CUANDO DISCUTÍS CON ÉL

Lo querés matar... y en la cama también. Tal vez estás tan ofuscada que pensás, incluso, que no lo aguantas más, pero si arrancás los roces, ya sabés como terminan. No es secreto que la tensión sexual no resuelta crea un aire raro entre dos personas. Esa misma tensión mezcla emociones básicas que nos llevan a respuestas que quizá no están en consonancia con nuestra intención.
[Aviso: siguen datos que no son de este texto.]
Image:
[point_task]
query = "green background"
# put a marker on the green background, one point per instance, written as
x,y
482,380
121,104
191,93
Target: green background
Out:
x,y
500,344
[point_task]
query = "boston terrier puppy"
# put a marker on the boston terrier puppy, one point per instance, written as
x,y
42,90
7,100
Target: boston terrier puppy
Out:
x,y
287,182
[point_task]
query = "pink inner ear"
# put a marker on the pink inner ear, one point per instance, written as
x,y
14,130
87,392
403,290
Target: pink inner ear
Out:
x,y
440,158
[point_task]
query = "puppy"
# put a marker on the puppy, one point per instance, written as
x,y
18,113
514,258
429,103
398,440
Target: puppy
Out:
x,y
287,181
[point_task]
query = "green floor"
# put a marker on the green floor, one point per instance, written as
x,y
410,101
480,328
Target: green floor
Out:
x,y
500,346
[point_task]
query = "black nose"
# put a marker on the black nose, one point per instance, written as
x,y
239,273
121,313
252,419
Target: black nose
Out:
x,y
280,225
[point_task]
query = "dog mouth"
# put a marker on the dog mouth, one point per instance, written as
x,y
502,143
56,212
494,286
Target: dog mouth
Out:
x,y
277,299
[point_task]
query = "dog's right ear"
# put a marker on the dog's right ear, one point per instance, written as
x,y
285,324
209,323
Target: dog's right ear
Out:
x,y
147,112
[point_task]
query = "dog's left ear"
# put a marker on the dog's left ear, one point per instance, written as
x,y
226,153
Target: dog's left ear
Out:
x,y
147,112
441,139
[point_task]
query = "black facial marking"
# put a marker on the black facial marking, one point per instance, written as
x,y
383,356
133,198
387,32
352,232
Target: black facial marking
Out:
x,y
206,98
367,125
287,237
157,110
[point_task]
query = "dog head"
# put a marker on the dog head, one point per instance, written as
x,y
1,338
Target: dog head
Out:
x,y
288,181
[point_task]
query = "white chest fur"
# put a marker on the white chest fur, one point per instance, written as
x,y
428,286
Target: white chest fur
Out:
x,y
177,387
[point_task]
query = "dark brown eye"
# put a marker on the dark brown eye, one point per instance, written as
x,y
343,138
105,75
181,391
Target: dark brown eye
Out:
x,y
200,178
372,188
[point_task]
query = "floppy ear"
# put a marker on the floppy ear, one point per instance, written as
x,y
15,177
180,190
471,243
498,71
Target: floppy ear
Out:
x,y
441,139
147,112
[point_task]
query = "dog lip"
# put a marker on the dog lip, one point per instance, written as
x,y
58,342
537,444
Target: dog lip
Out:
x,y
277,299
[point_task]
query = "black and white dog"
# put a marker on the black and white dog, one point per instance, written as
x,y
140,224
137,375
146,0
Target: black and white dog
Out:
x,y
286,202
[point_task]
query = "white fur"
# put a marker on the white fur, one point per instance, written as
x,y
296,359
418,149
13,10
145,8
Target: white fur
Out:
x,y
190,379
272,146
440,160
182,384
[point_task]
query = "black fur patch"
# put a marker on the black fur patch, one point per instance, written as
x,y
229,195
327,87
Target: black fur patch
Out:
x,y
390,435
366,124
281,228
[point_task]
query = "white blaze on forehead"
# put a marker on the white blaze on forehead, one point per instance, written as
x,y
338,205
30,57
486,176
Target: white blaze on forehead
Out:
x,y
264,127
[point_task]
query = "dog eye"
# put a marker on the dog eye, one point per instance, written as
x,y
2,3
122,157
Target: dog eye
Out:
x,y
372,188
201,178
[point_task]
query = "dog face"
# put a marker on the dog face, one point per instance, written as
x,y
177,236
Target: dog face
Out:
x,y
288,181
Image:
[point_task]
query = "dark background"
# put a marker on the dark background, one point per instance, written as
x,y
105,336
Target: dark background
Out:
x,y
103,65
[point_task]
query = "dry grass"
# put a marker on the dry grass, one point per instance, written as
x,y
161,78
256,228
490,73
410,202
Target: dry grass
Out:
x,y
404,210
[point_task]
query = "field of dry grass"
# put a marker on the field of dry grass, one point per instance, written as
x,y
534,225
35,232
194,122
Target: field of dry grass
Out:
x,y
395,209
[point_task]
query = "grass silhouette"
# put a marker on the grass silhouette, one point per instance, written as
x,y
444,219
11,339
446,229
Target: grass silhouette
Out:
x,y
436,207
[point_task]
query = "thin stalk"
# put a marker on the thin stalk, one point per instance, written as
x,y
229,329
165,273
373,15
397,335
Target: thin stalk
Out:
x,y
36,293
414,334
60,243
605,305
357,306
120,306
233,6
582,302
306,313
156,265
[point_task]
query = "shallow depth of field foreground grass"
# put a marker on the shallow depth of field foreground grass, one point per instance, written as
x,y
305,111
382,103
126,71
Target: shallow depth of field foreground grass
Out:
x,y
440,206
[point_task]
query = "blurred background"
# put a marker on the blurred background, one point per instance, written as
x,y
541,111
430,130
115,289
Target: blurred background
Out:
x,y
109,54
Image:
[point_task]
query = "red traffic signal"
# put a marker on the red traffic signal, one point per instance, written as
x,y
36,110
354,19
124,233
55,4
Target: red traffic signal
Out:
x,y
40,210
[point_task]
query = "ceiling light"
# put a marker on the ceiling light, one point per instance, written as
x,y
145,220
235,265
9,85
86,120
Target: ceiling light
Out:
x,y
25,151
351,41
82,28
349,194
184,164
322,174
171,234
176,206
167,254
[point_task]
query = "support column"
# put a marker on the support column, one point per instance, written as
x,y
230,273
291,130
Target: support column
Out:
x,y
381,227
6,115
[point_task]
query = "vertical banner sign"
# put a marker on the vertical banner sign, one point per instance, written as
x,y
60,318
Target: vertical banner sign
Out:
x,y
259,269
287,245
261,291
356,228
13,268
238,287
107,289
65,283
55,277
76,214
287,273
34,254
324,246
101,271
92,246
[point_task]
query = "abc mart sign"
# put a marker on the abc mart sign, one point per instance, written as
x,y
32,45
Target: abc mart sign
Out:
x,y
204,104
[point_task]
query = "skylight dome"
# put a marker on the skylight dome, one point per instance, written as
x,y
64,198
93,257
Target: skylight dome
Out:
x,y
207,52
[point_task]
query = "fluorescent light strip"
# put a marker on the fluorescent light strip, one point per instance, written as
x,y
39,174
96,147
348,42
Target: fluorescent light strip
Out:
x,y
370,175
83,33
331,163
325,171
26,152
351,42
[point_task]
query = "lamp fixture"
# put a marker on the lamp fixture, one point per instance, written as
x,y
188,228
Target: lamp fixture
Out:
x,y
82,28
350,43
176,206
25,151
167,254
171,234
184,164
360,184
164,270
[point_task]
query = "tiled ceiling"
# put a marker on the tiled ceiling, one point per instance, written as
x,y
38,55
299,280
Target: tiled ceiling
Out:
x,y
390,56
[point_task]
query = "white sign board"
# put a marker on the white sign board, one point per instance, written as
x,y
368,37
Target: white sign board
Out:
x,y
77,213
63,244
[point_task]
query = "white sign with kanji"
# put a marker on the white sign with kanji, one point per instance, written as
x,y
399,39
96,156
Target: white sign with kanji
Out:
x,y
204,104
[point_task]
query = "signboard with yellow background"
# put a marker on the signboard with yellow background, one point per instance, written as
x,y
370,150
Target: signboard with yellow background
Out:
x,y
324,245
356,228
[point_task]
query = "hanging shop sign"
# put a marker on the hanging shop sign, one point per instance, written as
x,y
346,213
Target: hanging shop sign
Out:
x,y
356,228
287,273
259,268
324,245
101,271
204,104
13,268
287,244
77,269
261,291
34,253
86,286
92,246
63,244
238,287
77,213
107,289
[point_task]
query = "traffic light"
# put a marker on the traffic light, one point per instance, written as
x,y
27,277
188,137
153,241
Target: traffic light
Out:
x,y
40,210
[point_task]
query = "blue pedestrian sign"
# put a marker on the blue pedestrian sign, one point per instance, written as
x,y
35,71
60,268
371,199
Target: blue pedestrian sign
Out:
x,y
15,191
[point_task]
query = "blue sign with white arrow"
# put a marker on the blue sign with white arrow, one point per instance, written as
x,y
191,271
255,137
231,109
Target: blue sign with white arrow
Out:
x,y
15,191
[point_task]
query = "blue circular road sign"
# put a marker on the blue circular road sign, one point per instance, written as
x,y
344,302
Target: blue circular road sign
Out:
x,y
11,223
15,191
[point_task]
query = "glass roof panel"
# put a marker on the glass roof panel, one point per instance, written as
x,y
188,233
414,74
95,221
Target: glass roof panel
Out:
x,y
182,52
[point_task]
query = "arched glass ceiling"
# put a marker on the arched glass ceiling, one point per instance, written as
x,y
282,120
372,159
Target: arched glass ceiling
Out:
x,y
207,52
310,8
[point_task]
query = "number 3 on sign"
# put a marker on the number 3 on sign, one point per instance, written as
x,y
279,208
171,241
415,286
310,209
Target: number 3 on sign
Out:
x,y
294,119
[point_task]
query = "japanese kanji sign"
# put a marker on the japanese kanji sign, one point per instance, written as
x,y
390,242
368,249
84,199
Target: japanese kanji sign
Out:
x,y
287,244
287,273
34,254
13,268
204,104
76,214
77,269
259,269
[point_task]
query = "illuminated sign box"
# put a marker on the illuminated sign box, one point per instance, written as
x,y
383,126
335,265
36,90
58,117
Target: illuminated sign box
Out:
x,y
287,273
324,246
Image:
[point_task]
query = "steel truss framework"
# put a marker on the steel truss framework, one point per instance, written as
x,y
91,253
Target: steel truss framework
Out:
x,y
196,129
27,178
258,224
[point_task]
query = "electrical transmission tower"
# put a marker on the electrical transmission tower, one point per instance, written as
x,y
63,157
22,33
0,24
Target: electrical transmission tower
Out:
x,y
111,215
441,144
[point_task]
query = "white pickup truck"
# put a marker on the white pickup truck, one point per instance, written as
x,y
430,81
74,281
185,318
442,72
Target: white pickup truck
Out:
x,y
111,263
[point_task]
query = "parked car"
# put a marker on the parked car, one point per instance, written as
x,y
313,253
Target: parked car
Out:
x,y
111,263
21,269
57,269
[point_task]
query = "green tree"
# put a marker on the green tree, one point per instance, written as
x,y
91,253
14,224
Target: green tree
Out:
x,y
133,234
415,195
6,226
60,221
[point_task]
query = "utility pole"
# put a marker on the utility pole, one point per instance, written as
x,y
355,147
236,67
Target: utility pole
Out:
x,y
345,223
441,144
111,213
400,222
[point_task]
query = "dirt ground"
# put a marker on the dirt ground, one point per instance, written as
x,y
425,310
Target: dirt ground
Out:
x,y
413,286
Por supuesto, acá hablamos de peleas y encuentros libres de manipulación o dinámicas destructivas. En casos que ponen en riesgo tu integridad física y emocional, pedir asesoramiento para romper el círculo es clave. En el resto, suele haber una razón para explicar la conexión sexo-discusiones: pelear es un acto íntimo en el que la confianza se pone a prueba, al igual que el miedo a perder al otro.

-¿Qué hago? Decodificá tu relación con el conflicto y detectá si no lo usás de excusa para canalizar otras emociones. A veces, es más fácil pelear que decir un "te extraño" o "quiero sentirme importante para vos".